Did 9/11 cause the fabrication and distortion of evidence in order to advance the Bush war agenda? Did 9/11 cause George Bush and his foreign policy team to gloss over intelligence failures rather than call them to account? Did 9/11 cause Dick Cheney to paint imaginary connections between Iraq and Al Qaeda as fact? Did 9/11 cause Republicans to frame policy objections as treason, as when John Boehner wondered aloud in 2006 if Democrats "are more interested in protecting the terrorists than protecting the American people"?

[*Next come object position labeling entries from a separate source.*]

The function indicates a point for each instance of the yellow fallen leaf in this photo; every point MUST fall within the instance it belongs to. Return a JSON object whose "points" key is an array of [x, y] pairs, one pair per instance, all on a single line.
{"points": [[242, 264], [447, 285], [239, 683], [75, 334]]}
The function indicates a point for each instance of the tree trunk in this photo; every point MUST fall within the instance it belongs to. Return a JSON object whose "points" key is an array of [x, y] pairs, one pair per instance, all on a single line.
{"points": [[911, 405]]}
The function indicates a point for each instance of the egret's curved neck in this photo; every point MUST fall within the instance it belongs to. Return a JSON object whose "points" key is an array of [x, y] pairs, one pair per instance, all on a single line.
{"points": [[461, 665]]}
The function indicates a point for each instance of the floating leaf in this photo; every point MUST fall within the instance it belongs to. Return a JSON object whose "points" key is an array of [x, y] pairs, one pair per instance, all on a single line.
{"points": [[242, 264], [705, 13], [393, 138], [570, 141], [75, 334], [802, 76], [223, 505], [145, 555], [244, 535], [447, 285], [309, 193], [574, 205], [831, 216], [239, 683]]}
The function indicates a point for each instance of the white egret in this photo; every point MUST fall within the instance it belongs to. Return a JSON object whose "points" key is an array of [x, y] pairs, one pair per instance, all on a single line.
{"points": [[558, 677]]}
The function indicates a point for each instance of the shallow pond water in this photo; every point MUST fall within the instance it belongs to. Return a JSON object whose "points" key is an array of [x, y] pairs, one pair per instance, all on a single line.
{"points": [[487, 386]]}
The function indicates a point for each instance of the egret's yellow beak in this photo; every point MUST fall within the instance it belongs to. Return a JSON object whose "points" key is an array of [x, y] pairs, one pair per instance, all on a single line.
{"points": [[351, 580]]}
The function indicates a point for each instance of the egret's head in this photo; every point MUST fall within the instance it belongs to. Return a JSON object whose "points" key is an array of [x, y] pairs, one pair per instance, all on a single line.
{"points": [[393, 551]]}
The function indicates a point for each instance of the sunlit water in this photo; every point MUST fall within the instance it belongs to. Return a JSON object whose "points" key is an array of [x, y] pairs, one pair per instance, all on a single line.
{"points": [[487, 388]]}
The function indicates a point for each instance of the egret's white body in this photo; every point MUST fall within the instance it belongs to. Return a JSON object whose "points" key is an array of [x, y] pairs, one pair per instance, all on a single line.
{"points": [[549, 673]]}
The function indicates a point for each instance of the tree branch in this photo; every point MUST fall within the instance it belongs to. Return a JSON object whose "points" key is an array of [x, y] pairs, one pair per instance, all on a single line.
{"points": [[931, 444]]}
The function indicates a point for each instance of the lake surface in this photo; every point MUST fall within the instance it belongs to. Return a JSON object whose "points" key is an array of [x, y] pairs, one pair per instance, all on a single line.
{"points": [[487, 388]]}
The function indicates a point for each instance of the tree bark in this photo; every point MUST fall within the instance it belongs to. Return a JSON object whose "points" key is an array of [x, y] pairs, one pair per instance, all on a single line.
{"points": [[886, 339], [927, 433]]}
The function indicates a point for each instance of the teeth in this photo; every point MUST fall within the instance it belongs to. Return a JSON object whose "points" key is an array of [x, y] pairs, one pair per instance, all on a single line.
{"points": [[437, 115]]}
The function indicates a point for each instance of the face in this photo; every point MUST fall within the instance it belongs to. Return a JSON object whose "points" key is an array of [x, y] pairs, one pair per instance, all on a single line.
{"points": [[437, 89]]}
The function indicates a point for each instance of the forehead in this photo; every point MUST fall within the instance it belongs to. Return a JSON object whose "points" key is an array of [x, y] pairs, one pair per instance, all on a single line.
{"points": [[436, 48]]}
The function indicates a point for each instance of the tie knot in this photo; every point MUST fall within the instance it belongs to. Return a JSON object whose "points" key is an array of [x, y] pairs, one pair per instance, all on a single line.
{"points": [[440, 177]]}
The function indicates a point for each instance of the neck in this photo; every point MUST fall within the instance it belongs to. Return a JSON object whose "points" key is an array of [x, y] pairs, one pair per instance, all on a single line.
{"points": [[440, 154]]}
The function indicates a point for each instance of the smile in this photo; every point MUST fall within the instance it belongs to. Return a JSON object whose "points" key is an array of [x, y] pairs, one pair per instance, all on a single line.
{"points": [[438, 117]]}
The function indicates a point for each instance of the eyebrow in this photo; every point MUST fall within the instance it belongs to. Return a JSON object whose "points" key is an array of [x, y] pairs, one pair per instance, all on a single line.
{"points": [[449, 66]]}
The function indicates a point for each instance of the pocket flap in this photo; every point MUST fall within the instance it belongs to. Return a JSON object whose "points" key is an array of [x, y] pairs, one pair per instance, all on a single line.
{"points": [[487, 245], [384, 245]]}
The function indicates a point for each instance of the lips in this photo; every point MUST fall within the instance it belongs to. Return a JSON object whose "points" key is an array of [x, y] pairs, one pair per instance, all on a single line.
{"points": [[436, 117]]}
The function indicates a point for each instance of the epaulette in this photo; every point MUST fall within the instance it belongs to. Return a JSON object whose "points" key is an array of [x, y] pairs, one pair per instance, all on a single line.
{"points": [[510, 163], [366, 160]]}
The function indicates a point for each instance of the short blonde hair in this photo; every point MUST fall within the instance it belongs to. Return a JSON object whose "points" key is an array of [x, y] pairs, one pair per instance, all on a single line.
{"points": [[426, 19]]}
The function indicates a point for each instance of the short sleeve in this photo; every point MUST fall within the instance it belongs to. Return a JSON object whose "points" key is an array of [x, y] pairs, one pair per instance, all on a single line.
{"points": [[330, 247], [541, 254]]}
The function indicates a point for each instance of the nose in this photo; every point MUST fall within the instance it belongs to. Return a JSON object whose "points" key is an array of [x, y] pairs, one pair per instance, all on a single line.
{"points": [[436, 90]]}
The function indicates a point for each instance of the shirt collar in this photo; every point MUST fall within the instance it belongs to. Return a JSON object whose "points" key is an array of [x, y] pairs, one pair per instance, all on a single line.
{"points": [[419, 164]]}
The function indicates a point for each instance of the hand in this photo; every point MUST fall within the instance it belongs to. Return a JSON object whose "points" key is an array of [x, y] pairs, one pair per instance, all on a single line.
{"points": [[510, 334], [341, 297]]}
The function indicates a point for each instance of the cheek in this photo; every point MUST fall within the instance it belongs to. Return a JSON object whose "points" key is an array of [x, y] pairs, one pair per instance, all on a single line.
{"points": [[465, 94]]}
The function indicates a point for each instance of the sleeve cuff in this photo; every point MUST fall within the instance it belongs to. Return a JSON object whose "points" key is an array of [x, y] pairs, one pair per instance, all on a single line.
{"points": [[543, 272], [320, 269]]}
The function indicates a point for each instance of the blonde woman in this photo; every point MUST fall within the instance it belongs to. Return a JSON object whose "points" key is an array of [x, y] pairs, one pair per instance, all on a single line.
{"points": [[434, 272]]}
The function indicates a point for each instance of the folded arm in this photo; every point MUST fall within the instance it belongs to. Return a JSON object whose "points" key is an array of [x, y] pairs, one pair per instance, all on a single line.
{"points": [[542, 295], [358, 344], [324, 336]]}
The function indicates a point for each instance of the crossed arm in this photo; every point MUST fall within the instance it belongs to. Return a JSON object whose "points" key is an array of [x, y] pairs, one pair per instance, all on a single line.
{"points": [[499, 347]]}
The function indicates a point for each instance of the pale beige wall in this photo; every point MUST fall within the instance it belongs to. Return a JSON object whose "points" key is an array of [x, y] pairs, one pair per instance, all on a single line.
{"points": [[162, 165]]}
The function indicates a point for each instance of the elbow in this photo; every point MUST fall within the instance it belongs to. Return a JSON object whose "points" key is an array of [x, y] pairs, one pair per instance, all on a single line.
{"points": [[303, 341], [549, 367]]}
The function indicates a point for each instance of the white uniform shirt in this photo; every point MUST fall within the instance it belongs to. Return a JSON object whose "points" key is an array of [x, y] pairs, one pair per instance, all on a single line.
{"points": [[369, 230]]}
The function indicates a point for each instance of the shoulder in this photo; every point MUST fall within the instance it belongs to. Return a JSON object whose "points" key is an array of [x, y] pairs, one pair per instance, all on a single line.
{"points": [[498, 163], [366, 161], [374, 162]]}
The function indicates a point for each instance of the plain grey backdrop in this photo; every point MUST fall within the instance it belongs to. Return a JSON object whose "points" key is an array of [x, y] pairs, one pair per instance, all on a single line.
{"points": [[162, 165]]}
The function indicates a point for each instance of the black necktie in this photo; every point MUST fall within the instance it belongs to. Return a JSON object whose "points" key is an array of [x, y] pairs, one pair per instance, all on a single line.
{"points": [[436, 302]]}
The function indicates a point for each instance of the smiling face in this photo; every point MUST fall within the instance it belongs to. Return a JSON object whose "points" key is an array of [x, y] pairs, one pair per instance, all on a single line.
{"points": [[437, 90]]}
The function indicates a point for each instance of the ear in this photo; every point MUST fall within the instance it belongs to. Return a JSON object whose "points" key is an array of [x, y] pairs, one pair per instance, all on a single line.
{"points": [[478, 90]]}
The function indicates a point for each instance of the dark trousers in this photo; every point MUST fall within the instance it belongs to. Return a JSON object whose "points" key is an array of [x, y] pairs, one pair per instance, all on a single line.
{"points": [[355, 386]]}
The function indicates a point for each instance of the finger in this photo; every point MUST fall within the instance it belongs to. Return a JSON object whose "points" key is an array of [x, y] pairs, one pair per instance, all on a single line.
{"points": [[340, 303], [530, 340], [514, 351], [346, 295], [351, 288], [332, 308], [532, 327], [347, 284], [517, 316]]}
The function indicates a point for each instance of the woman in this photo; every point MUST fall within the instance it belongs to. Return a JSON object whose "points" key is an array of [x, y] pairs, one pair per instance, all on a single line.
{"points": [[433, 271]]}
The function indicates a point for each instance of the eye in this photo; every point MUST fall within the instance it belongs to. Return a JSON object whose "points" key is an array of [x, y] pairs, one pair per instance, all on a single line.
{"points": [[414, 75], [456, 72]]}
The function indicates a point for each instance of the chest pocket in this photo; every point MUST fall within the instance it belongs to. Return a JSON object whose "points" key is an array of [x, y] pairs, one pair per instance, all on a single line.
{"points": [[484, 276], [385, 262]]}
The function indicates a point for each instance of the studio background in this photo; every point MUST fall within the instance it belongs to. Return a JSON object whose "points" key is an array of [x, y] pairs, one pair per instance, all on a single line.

No, 9/11 didn't by itself literally and directly create these abuses of power in cause-effect fashion. But what 9/11 did is inspire in too many officials a thirst for violent revenge and a mindset of sanctimony and righteous entitlement that elevated ends over means in ways that will take the rest of us decades to undo.
The result, we see now with clarity, is a country that allowed its virtuous foundation of individual rights, due process, and rational policy-making to collapse into the rubble of unlawful detention, extraordinary rendition, secret prisons, warrantless surveillance, torture and targeted assassination, not to mention complicity in civilian injuries and deaths that number in the hundreds of thousands.
It doesn't tax plausibility to suggest that these consummate insults to the integrity of American democracy and justice would not have happened were it not for 9/11, and in particular for the dominant policy responses to 9/11 that those in power at the time chose to cultivate. And the vast majority of Democrats who mounted little, if any, meaningful objection are just as culpable.
The effects of nine-elevenization go beyond a legally and morally disfigured foreign policy to encompass the basic integrity of our system of government. True, 9/11 didn't itself cause the financial crisis, spiraling health care costs, rising inequality, persistent unemployment or the Citizens United decision. But it did lead pretty directly to a debasement of the fundamental mechanisms of government that might otherwise hold some promise for solving intractable problems.
In the wake of 9/11, the GOP grew so disgusted with and intolerant of dissent that many in its ranks began to deny the patriotism and legitimacy of its opposition. When a congressman tells supporters that "liberals hate real Americans," or when a former Defense Department official describes the Democratic party as "dominated by people who do not believe America is worth fighting for," or when Sarah Palin says she only likes to travel to "pro-America parts" of the country, it isn't just campaign-trail invective; it's a repudiation of those who disagree with you as legitimate adversaries — which is to say partners — in the enterprise of democratic self-government.
Are we depressed yet? One could seek solace in the inevitably shifting sands of history — the notion that the damage to our national political character, though profound, will turn out to be just a fleeting overreaction to a singular and unprecedented atrocity. I might agree, but for two recent developments.
One is public reaction to the artistically timed release (if cheap horror movies are your idea of fine art) of Dick Cheney's new memoir. A man with no regrets or remorse who cheerfully endorses the basic tools of totalitarianism — secret prisons, open-ended detentions, torture — as centerpieces of American policy going forward, Cheney is welcomed to the microphone as an oracle of experience with a valid point of view by morally confused interviewers and enablers.
The other is the realization that lofty campaign promises notwithstanding, the Obama administration has no intention of dismantling the national security state or breaking up its love affair with secrecy, covert and unaccountable state violence, and all the rest. Between tolerance for Dick Cheney's sociopathy as a legitimate policy voice and the realization that Democrats in power are no less interested in permanent war than Republicans, it is clear that we have been fully, not fleetingly, nine-elevenized.